The analysis revealed that 43 per cent of UK adults fail to fully understand information that contains text, such as signs in hospital, leaflets and health guides. Moreover, one in three adults has difficulty in understanding numerical information presented to them.
According to the report, health professionals can sometimes overestimate the health literacy of their patients, who in turn feel too embarrassed to ask questions.
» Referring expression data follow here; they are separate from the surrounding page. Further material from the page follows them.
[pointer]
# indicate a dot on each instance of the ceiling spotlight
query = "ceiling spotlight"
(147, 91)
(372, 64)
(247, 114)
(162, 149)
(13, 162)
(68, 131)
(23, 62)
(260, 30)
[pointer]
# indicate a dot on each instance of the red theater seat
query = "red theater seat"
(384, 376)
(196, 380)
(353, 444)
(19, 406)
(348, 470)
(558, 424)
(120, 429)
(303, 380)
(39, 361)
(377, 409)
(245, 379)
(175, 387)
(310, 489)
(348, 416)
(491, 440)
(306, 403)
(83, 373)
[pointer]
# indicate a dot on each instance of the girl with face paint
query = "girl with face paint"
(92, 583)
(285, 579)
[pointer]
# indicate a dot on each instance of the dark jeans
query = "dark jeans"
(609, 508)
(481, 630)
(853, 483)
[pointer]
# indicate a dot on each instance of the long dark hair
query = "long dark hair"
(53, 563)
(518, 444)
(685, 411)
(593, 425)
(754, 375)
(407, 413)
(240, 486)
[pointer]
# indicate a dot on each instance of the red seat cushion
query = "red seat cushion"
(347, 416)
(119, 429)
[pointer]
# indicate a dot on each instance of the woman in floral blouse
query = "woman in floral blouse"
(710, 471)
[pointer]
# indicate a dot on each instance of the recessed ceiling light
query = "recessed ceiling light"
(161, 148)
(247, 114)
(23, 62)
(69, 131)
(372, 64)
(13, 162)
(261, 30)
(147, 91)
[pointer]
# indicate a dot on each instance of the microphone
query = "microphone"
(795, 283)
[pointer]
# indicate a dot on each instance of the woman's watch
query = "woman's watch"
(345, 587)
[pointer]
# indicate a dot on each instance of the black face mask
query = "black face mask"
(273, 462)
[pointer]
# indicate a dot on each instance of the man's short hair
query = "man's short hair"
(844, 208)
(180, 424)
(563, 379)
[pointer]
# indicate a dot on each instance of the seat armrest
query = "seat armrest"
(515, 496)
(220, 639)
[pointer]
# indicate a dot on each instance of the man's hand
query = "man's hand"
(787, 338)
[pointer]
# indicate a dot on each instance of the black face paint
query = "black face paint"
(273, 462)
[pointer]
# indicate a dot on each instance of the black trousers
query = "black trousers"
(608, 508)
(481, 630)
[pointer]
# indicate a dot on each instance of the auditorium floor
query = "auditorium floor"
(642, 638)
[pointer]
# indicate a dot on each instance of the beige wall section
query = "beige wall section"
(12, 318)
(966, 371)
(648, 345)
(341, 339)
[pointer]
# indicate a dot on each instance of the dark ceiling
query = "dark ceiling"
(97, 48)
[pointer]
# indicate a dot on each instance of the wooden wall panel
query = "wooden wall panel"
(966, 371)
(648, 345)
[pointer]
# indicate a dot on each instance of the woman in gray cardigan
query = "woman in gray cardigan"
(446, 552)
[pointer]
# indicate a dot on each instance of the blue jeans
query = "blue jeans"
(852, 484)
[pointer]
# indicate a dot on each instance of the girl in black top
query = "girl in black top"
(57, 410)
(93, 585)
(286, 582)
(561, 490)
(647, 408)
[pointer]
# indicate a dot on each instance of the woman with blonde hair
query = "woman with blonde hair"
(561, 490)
The practice of supplementing verbal information with a leaflet also causes issues, as this presumes that it can be read and understood.
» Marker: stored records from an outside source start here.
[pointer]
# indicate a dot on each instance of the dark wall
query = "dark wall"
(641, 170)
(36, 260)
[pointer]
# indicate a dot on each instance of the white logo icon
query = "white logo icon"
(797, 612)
Examples highlighted in the study include one case in which a patient was unable to have a chest X-ray performed as they did not understand they should be looking for the hospital department marked 'radiology', while in other instances, people have misunderstood the term 'chronic' to mean serious or life-threatening, rather than persistent.
Lower levels of health literacy have been linked to worse physical and mental health outcomes and affect demographics with lower incomes - including older people and black and ethnic minority groups - particularly badly.
What can be done?
The RCGP believes the NHS should take a unified approach to dealing with this problem, with GPs leading the charge, given that 90 per cent of patient contacts in the NHS take place in GP surgeries.
Doctors have been advised to work with hospital colleagues to improve health literacy environments with measures such as introducing clearer hospital signage and information for patients.
Meanwhile, the organisation will work with NHS England to develop a five-year plan that will result in the creation of new guidance and system-wide recommendations that will change the ways GPs are trained to communicate with patients whose health literacy is low, while ensuring clinical commissioning groups design services differently.
Measures such as this will help to address and eliminate the inequalities and variations in care standards that health literacy issues currently cause.
Maureen Baker, chair of the RCGP, said: "We know that low health literacy affects all areas of health and healthcare, which why we want to encourage GPs and the wider NHS to ensure they are communicating complex information in a clear and manageable way.
"We look forward to working with NHS England to on this work to help shape a health system that is truly accessible to all."